Australian politician

James Reid Scott (1 April 1839 – 25 August 1877) was an explorer and colonial Tasmanian politician, member of the Tasmanian House of Assembly and later the Tasmanian Legislative Council, he was also Colonial Secretary of Tasmania.

Scott was the elder son of Thomas Scott, a former Assistant Surveyor-General of Tasmania, and his wife Ann, née Reid. Scott was born in Earlston, Berwickshire, Scotland or Gattonside, Melrose. Scott was educated as a surveyor, but never practised his profession. Scott made many exploring expeditions in the western and north-east districts of Tasmania, and did valuable work in mapping the Western Highlands of the colony.

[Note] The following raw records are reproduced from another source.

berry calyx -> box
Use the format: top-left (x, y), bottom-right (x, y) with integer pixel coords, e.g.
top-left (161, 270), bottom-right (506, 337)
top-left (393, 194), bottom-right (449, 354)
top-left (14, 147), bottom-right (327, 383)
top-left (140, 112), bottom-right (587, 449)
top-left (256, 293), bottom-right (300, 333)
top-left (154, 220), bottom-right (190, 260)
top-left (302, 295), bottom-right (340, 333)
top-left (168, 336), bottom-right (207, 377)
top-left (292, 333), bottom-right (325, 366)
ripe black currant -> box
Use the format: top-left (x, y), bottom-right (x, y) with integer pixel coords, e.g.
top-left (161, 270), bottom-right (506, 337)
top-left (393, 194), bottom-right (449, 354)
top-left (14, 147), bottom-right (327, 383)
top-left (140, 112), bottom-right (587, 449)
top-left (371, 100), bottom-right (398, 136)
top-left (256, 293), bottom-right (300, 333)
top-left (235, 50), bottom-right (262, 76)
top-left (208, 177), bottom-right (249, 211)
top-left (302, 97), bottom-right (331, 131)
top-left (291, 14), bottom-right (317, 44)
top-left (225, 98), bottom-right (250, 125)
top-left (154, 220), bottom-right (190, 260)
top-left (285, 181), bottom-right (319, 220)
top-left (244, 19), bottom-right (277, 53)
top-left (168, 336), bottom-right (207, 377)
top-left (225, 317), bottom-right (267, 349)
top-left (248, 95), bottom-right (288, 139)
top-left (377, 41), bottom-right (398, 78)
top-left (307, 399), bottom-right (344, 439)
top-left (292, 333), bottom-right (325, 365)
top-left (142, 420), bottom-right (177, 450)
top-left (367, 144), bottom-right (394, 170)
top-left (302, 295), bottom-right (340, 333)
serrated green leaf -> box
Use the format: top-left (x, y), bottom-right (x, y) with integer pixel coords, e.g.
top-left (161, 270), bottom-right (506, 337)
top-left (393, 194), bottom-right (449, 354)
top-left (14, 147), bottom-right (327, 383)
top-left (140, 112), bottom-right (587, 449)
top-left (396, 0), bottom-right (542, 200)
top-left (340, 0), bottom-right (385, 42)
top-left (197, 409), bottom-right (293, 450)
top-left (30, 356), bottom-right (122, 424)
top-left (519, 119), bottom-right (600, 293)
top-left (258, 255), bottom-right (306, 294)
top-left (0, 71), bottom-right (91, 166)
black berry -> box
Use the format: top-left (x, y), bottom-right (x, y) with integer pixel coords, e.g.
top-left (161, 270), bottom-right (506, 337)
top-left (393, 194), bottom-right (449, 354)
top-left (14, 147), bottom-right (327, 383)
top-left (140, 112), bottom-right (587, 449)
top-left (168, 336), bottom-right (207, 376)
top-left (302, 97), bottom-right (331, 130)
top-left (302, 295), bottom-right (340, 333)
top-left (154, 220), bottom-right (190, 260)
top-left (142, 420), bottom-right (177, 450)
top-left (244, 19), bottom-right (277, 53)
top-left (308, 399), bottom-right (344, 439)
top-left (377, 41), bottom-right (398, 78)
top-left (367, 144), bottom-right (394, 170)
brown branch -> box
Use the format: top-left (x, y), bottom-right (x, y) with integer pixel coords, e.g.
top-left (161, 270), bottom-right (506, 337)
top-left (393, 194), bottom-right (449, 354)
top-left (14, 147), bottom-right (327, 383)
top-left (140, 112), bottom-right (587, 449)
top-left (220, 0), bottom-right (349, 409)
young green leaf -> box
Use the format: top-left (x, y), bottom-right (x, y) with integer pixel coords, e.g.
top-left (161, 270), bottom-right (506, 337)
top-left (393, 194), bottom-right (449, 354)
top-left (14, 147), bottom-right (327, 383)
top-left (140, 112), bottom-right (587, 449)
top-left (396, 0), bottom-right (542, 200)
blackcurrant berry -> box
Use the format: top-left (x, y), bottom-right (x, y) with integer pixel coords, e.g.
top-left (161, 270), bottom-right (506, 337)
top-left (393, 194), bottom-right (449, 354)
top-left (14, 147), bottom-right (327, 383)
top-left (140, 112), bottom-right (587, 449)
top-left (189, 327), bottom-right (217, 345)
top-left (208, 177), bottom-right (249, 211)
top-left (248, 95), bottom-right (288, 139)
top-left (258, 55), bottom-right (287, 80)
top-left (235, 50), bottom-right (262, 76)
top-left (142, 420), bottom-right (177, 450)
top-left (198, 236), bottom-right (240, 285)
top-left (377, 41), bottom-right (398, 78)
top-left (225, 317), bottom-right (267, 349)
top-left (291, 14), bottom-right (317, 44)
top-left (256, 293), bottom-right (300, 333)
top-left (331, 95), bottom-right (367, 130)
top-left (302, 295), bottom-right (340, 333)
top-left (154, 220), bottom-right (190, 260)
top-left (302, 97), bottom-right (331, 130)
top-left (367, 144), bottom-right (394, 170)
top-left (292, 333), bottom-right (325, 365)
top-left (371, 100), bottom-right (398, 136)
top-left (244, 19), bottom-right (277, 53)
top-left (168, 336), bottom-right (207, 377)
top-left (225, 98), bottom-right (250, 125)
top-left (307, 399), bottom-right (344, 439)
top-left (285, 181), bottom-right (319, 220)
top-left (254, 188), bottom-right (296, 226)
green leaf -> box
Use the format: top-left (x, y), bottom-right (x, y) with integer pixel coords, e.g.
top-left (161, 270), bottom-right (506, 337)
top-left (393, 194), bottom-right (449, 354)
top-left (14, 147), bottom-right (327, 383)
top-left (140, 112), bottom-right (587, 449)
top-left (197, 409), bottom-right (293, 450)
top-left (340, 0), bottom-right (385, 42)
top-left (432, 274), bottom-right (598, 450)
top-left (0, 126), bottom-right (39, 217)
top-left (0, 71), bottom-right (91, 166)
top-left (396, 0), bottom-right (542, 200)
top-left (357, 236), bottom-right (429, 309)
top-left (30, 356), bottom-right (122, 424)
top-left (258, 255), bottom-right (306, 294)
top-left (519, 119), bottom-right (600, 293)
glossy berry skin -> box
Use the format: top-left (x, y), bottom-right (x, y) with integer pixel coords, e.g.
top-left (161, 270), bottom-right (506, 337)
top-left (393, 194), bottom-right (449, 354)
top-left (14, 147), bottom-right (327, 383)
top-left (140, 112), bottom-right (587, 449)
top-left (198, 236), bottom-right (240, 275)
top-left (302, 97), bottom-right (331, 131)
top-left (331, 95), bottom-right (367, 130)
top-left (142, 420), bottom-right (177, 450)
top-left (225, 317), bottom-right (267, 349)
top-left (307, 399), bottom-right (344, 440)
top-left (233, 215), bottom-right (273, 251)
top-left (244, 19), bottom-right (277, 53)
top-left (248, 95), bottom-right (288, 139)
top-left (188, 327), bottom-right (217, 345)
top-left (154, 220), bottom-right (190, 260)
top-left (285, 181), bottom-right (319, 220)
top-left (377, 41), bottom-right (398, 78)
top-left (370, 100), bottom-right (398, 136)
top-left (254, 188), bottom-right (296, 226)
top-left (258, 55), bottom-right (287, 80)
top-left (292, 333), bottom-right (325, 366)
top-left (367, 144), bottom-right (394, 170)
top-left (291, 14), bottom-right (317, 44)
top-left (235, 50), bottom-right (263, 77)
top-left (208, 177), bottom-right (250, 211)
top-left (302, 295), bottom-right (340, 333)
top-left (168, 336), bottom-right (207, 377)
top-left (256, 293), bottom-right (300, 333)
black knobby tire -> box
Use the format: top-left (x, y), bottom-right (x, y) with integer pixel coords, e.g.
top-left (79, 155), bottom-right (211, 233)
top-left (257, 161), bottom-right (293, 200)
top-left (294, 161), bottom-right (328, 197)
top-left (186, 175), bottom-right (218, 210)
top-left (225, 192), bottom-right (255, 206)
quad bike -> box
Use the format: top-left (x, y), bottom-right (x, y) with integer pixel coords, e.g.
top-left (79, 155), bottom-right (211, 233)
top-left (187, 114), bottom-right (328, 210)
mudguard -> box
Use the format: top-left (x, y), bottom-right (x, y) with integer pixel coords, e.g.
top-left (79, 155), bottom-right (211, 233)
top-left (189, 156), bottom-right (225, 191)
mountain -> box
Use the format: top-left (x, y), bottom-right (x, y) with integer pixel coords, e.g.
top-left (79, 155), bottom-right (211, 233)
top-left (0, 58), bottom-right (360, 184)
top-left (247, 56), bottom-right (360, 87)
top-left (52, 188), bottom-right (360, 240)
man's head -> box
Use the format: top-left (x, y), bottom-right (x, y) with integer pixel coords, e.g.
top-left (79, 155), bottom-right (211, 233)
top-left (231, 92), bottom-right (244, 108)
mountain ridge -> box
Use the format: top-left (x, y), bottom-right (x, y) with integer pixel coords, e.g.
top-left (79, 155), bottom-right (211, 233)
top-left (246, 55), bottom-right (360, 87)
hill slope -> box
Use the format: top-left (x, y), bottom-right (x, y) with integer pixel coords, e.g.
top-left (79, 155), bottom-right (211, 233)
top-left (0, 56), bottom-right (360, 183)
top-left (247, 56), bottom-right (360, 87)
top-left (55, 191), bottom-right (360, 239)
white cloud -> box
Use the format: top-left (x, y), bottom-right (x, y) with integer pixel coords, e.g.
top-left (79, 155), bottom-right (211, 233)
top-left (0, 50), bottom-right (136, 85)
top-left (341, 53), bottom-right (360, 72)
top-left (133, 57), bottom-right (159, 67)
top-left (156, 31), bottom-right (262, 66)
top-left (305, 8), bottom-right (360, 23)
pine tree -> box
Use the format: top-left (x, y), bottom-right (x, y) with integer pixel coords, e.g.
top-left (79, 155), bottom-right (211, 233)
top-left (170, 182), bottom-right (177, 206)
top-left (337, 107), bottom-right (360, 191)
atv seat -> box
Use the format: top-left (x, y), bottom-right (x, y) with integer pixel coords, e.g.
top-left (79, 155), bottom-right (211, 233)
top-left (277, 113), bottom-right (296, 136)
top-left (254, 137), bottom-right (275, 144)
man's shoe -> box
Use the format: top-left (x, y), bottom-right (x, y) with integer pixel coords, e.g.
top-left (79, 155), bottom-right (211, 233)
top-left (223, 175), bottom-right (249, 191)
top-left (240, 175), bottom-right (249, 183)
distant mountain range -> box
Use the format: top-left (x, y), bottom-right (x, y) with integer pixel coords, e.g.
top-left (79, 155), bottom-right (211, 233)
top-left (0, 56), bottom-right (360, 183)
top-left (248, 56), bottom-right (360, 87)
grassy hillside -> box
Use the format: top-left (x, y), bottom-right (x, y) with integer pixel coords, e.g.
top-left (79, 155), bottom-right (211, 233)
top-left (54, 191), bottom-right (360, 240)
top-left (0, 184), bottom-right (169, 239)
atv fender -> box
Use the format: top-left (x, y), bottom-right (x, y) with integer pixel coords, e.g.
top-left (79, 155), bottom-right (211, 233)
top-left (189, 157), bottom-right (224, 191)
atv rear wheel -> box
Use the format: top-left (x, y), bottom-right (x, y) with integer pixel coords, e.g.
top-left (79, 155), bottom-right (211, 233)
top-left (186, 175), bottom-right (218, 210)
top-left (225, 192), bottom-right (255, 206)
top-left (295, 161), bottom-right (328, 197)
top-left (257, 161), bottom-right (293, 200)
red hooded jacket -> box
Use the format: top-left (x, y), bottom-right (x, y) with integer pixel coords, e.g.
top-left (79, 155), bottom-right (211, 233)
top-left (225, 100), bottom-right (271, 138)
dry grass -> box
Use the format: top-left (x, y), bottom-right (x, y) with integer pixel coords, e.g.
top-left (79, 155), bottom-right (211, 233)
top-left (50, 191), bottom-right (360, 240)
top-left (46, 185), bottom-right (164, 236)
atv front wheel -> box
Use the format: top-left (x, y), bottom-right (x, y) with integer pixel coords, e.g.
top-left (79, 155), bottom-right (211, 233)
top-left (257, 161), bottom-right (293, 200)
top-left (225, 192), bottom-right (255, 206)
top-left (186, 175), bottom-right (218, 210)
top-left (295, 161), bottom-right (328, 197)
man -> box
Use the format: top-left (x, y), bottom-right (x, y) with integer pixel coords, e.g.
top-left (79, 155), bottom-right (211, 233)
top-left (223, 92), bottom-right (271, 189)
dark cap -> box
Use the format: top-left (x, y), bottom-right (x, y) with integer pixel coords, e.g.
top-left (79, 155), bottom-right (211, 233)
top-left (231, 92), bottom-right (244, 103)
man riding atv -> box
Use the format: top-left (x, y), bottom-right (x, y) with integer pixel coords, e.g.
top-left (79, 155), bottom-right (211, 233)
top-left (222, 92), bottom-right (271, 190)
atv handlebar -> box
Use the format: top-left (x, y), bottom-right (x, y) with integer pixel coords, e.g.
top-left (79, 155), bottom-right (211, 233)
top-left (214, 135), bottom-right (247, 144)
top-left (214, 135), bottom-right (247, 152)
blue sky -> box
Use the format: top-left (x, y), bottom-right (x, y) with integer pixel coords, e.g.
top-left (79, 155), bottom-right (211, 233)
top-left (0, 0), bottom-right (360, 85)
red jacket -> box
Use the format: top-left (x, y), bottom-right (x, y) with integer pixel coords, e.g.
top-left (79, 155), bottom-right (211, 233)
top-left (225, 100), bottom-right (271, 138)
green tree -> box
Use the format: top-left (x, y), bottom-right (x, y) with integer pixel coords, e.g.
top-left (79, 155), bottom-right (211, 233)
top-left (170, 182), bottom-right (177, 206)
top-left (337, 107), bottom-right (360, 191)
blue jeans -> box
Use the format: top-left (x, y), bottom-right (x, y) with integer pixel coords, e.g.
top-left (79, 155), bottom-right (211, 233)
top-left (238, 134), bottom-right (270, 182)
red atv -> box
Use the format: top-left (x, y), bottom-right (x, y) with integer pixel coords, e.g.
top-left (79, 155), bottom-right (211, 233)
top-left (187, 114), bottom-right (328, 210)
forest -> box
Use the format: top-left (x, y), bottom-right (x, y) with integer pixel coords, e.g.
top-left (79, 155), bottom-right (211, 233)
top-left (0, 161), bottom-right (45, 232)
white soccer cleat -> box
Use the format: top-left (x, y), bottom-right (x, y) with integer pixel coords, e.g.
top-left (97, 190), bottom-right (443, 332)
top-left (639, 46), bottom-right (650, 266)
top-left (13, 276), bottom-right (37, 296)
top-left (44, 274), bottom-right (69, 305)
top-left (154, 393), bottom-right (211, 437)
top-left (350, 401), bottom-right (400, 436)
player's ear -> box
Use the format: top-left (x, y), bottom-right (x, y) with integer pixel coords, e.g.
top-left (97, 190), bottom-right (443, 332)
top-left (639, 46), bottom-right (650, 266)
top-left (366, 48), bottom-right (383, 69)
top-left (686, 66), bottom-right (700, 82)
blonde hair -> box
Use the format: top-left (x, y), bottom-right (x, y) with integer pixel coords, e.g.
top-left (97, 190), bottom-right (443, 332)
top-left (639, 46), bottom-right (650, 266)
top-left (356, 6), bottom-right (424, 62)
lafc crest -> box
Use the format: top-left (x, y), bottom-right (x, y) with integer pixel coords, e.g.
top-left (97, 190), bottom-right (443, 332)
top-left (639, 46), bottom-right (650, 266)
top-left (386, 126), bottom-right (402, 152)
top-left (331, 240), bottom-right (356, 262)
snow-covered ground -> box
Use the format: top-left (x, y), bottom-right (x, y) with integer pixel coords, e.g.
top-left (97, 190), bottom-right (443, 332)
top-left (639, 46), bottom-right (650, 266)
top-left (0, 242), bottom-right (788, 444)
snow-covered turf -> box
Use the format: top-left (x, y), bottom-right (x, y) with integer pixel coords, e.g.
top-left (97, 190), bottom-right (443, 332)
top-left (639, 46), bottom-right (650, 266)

Accounts of some of his explorations appear in the Transactions of the Royal Society of Tasmania for the years 1872 and 1875.

Scott represented the district of Selby in the House of Assembly from October 1866 to November 1872. On accepting office as Colonial Secretary in the Frederick Innes Ministry on 4 November 1872, he resigned his seat in the Assembly, and was elected to the Legislative Council for the Electoral division of South Esk. He held the office of Colonial Secretary until the retirement of the Innes Ministry on 4 August 1873. Scott died at Hobart on 25 August 1877.